癒残「ようやく終わった〜!」
作戦室の扉を勢いよく開け放った残が開口一番に叫ぶと、中で一人作業をしていた透が傍に寄ってきた。
「お疲れ様です。これでひと段落ですね」
学園を中心に起きた事件から約一ヶ月後。残たち公安学園対策チームは事件の後始末に追われていた。学園内外に公安の協力者は多く集まり事件自体は収束したが、その後の上層部への報告や事件に関わった生徒達の処遇の交渉などいわゆる“多方面への調整”に対応できる人員は公安メンバーの中でもかなり限られており、リーダーである残は誰よりもこの調整に奔走していた。
「ああ。何とか終わってよかったぜ」
事件の直後から残はあちこちを駆け回って証拠や意見を集め、複雑な事件の経緯と今後の対策をまとめ上げ、誰も理不尽を被ることがないよう上層部にも掛け合い、なんとか説得をしてようやく一区切りをつけることができた。たった今そのための報告会を終えてきたばかりの残はしばしの解放感に浸っているのかいつもより表情がゆるんでいる。

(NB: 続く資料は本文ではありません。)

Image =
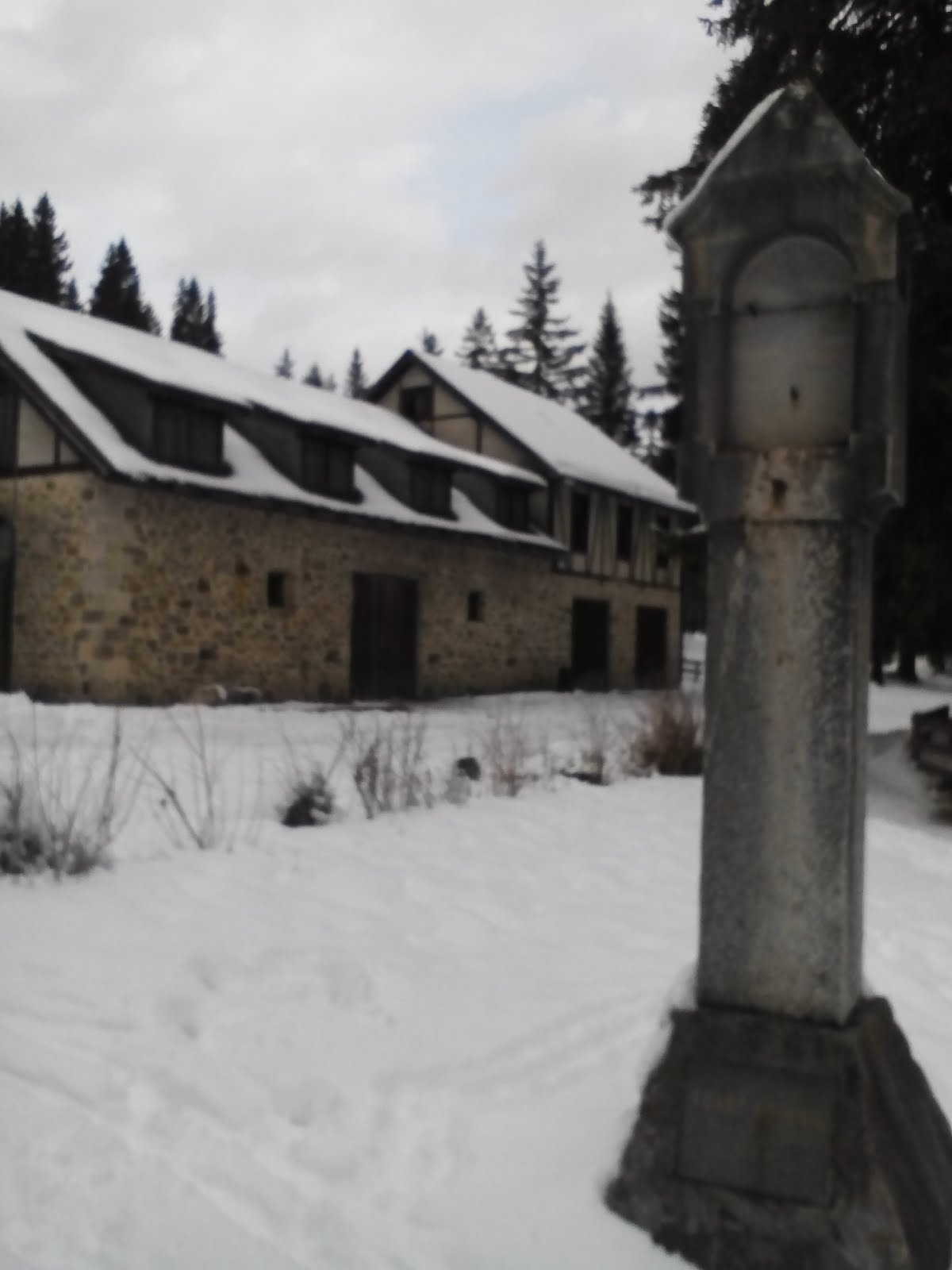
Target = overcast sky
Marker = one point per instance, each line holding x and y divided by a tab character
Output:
349	171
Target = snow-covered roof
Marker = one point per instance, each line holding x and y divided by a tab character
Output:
564	441
251	474
168	364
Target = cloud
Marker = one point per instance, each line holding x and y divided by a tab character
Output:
351	171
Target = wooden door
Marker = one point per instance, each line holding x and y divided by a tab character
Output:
384	638
590	643
6	571
651	647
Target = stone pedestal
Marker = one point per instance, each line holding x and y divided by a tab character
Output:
768	1143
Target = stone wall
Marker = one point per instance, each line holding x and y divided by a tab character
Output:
139	594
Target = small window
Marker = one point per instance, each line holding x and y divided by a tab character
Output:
663	556
416	403
8	429
513	507
187	436
277	590
622	548
579	540
327	468
431	491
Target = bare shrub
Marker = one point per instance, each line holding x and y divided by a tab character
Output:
598	736
668	738
61	812
386	755
508	753
309	797
192	806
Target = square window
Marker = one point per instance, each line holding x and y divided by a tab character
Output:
416	403
277	590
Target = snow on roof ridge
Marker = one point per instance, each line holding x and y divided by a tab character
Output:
556	435
175	365
727	150
251	474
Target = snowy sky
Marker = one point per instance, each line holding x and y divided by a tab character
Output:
349	171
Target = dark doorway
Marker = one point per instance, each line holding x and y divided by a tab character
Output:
384	638
651	648
590	643
6	562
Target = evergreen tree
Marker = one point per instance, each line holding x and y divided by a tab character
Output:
48	260
117	292
884	69
16	241
543	349
606	393
319	380
355	379
194	318
479	344
211	340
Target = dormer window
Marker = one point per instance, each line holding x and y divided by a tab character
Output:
327	468
187	436
416	403
431	491
513	507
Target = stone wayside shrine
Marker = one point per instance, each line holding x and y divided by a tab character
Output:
787	1124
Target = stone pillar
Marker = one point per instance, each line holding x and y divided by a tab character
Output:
787	1124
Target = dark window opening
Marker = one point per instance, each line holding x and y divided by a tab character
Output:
429	491
277	590
416	403
513	507
663	556
579	537
187	436
327	468
8	429
622	546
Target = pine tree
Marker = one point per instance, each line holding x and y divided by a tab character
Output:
479	344
884	67
211	340
355	379
194	318
543	349
117	292
48	260
16	241
606	393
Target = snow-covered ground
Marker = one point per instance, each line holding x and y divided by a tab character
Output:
412	1043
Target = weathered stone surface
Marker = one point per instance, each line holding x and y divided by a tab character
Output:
766	1143
781	895
122	607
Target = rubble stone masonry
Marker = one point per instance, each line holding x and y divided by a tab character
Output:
139	594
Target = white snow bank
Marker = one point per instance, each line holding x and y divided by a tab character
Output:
416	1041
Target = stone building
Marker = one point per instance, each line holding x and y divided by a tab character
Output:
171	521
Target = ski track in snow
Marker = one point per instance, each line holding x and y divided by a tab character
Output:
408	1045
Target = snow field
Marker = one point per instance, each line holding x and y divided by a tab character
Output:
414	1041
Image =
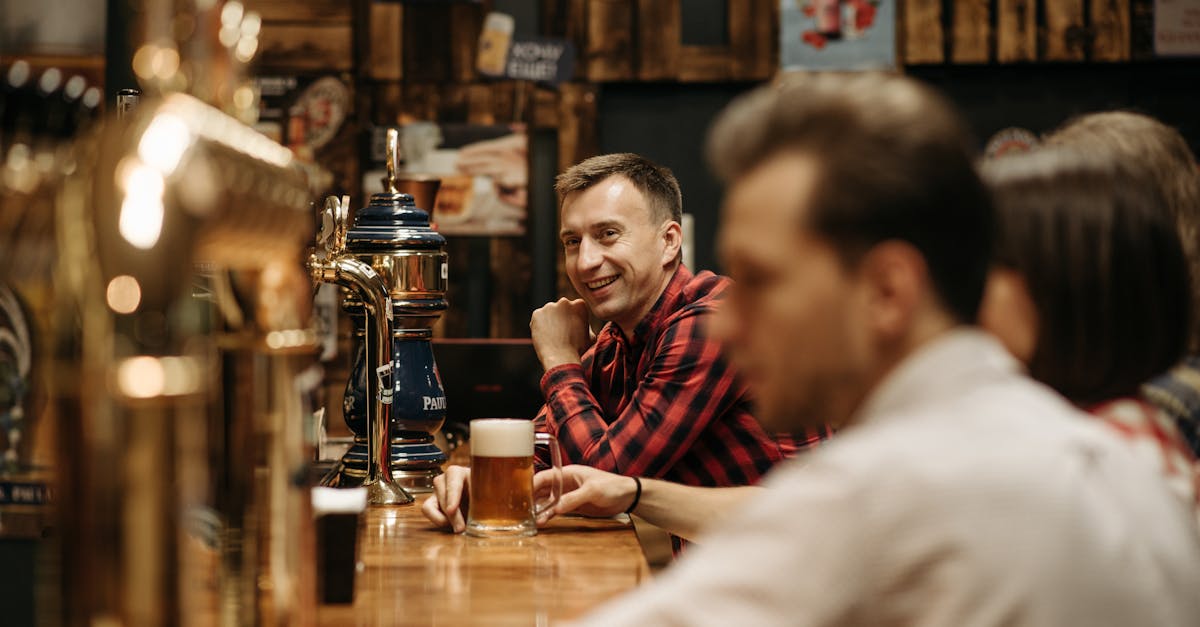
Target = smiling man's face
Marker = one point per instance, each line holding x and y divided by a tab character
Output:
617	257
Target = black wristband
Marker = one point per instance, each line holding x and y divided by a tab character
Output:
637	496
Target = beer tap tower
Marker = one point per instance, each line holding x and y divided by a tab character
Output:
394	238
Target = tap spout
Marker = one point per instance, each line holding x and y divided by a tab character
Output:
369	286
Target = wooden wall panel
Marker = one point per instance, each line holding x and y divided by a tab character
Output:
383	49
659	35
1110	25
546	113
707	64
577	124
923	40
466	24
426	42
306	47
609	53
754	35
324	11
971	40
1017	34
1065	30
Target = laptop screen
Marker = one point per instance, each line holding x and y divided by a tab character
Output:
489	378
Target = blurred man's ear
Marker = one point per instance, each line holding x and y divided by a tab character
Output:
897	279
672	240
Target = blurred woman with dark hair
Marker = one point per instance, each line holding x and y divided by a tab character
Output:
1091	291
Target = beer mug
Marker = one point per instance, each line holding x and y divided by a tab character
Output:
502	500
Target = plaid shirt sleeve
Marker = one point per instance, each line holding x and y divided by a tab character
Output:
684	389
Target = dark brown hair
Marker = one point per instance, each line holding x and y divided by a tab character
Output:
894	162
1157	153
657	183
1099	252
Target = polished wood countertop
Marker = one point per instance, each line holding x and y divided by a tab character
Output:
415	574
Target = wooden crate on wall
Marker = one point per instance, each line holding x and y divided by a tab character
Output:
641	40
1007	31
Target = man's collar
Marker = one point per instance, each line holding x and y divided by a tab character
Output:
955	359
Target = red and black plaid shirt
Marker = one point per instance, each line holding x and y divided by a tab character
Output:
664	404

「それにしても、よくあの事件を上が納得する形で報告できましたね」
透も残が仕事に忙殺される姿を近くで見ていたので心から労いの言葉をかけた。正直、残ほど優秀な人物でなければこの事件の後始末を一ヶ月足らずでここまで綺麗な形で終わらせるのは無理だったと透は思っている。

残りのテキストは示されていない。